By Stephen Hadland
Observer Publisher 

Mayor Reports: All Is Well

34th Annual Mayor's Luncheon


March 20, 2014

Margaret Malloy

Mayor Jeff Cooper

Mayor Jeff Cooper delivered his address before a sellout crowd at the 34th Annual Mayor's Luncheon at the Doubletree By Hilton Hotel on Tuesday.

The Annual Mayor's Luncheon is sponsored by the Culver City Chamber of Commerce.

Going to the roots of Culver City he likened the movie stars to the everyday residents saying, "This is the birthplace of stars like Drew Barrymore and Jackson Browne and the workplace of motion picture stars, creative stars and business stars too numerous to mention.

"It is also the home of future stars like the young Girl Scouts who led us in the pledge today. Whether they're stars in the classroom, in the boardroom or on the silver screen, they will always look back and say they got their start here in the Heart of Screenland."

He singled out city workers for special recognition, "Whether they are driving our buses and picking up our trash or taking care of our parks and processing building permits, Culver City employees do an amazing job, and we are lucky to have assembled such an incredible team of caring, talented and professional employees who truly care about our community.

Without going into detail about the success of every department, I want to give some special recognition to our first responders. I will put our Police and Fire Departments up against any first responders in the country."

He spoke about the tough economic times the city has just come through and the challenges ahead commenting, "just a short time ago, we were on pace to out-spend our reserves in just three years....our city is socking away more reserves and pre-funding our pension liabilities, something we have never done before."

Among the challenges faced by the city is a $50 million bill for a required stormwater runoff filtration project and increases in PERS health care premiums for city employees both required by state and federal mandates.

He called for "innovative partnerships" ways with private businesses to increase city revenues.

With an eye toward quashing future tax increases Cooper said, "whether that's revenue sharing from signs like we do today with Westfield or partnering with private enterprises on the installation of high-speed fiber optic networks, we need to be more creative in making ends meet. We cannot continually go back to the voters and the business community to ask for tax increases."

He pointed to Culver City's largest employer, Sony Pictures, thanking them for their contribution. "What Sony gives us is something much more than just an economic shot in the arm. Sony and its employees are stars in our schools, in our non-profit organizations and just about everywhere in Culver City...They have rolled up their sleeves to plant trees, pull weeds and paint walls throughout our city."

Cooper pointed to the newly signed the Culver City Compact stating "It's an agreement by people from all corners of our community to come together to provide the support and collaboration needed to achieve three goals: 1) assure that all students graduate from high school; 2) assure that those graduates have the skill, passion and sense of purpose to succeed in higher learning and 3) assure that all students have access to pathways that will lead to relevant, sustainable jobs and careers."
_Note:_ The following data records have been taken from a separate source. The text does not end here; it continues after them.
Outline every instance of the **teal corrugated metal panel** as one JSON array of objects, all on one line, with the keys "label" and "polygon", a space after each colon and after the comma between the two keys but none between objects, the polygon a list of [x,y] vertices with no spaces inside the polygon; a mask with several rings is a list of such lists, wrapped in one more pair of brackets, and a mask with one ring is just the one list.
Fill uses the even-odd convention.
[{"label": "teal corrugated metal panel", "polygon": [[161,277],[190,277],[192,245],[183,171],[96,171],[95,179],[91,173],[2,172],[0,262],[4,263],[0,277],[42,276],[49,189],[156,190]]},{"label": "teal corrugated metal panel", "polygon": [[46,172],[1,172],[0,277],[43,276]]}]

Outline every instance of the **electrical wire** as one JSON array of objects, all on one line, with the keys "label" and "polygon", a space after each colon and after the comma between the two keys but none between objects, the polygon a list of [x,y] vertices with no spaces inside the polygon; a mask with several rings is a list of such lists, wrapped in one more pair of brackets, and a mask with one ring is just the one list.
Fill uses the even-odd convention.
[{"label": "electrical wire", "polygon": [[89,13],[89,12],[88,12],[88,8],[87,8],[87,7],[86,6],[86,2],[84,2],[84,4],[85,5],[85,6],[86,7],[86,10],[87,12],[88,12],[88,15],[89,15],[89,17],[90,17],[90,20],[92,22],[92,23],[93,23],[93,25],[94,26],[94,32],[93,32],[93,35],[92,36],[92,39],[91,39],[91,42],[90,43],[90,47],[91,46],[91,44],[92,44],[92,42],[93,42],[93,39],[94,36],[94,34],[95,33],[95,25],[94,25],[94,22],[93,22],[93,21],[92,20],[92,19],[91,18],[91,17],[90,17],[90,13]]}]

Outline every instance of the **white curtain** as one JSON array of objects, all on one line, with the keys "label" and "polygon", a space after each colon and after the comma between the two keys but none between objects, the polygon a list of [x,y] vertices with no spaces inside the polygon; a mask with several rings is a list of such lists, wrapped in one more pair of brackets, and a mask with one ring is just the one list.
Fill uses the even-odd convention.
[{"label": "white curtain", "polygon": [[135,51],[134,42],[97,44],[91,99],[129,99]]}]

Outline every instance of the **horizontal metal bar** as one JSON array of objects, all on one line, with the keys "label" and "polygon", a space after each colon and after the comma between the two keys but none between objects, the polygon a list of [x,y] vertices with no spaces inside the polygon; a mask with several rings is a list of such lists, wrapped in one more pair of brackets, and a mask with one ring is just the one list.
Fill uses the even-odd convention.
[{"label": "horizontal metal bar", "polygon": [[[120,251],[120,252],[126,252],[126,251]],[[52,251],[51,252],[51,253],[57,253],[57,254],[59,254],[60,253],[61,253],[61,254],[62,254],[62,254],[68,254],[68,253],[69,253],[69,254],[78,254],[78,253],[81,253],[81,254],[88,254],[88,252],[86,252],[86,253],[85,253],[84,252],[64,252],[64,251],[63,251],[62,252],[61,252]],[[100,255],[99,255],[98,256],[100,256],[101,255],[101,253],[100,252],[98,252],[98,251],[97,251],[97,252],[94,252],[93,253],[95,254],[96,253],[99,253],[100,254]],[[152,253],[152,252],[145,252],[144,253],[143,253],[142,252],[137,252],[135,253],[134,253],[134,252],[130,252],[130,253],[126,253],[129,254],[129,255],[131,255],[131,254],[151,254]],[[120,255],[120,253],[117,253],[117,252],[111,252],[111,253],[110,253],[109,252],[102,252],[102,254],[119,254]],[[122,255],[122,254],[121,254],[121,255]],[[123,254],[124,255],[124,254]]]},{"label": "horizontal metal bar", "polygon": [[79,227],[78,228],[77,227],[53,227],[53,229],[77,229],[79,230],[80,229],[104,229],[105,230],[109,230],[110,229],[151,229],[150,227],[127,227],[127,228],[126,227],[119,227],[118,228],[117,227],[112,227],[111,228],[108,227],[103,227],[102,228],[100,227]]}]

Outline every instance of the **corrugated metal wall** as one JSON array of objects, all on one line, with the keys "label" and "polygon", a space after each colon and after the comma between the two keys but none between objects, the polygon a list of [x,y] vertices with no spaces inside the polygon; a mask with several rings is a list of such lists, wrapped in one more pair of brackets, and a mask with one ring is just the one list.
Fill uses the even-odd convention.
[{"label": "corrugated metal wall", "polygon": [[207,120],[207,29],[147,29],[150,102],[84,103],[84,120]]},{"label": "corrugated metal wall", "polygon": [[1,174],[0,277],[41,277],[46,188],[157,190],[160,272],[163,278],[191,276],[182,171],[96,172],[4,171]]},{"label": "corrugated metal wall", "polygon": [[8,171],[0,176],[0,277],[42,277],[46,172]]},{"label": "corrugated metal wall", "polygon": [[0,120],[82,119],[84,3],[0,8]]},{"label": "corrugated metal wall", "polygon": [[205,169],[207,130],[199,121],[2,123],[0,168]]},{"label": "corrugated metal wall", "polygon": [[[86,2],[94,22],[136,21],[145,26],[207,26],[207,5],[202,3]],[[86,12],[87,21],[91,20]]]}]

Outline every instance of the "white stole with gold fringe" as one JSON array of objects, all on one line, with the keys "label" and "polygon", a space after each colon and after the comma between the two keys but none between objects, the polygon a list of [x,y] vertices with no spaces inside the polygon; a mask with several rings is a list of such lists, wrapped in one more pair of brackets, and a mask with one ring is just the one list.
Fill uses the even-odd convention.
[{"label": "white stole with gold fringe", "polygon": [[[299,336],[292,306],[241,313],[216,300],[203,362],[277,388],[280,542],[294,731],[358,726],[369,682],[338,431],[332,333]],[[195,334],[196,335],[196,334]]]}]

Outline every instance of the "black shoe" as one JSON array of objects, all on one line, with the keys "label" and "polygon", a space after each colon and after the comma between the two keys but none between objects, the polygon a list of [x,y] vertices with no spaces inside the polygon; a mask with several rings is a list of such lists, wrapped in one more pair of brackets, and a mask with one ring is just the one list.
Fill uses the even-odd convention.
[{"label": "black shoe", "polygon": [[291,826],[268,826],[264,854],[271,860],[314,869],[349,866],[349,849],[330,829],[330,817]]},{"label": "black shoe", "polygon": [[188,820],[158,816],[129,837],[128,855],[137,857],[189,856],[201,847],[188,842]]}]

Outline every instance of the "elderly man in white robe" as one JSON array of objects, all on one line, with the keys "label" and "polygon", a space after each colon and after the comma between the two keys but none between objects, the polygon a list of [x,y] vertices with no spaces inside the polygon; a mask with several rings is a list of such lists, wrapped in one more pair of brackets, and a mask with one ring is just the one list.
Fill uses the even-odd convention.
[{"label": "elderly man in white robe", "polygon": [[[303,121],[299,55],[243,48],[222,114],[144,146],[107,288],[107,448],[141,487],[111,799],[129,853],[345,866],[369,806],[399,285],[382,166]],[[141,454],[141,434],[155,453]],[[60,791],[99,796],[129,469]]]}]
Not visable to the eye but important none the less Cooper pointed to the city's investment in a "robust, high-speed fiber optic cable network."

He cited ongoing development projects including, the Parcel B project in downtown, The Washington/National developments, Washington Centinela Market Hall project and the newly open the Expo Line Station in Culver City. In the area of housing he cited the affordable living components at the newly open Tilden Terrance and Culver Villas projects.

Not to be left out he spoke about the community service organizations and the work they do. "As a member of the Culver City Exchange Club, of course, I am biased toward all of our community service projects. But from Lions and their efforts to provide vision screenings at our schools to Rotarians who have provided low-income housing for seniors...the Culver City Historical Society (preparing for) for the city's centennial celebration in 2017.

This is what really makes our community great – people, helping people. Our city needs to continue to work with non-profits and private businesses to create public/private partnerships that benefit us all. But I also thought The Mayor finished with his assement of where the city needs to go from here, "about the future, about the amazing things that we can do by working together. We can make our city even greener. We can attract even more cutting-edge businesses and still maintain the hometown feel that makes Culver City special."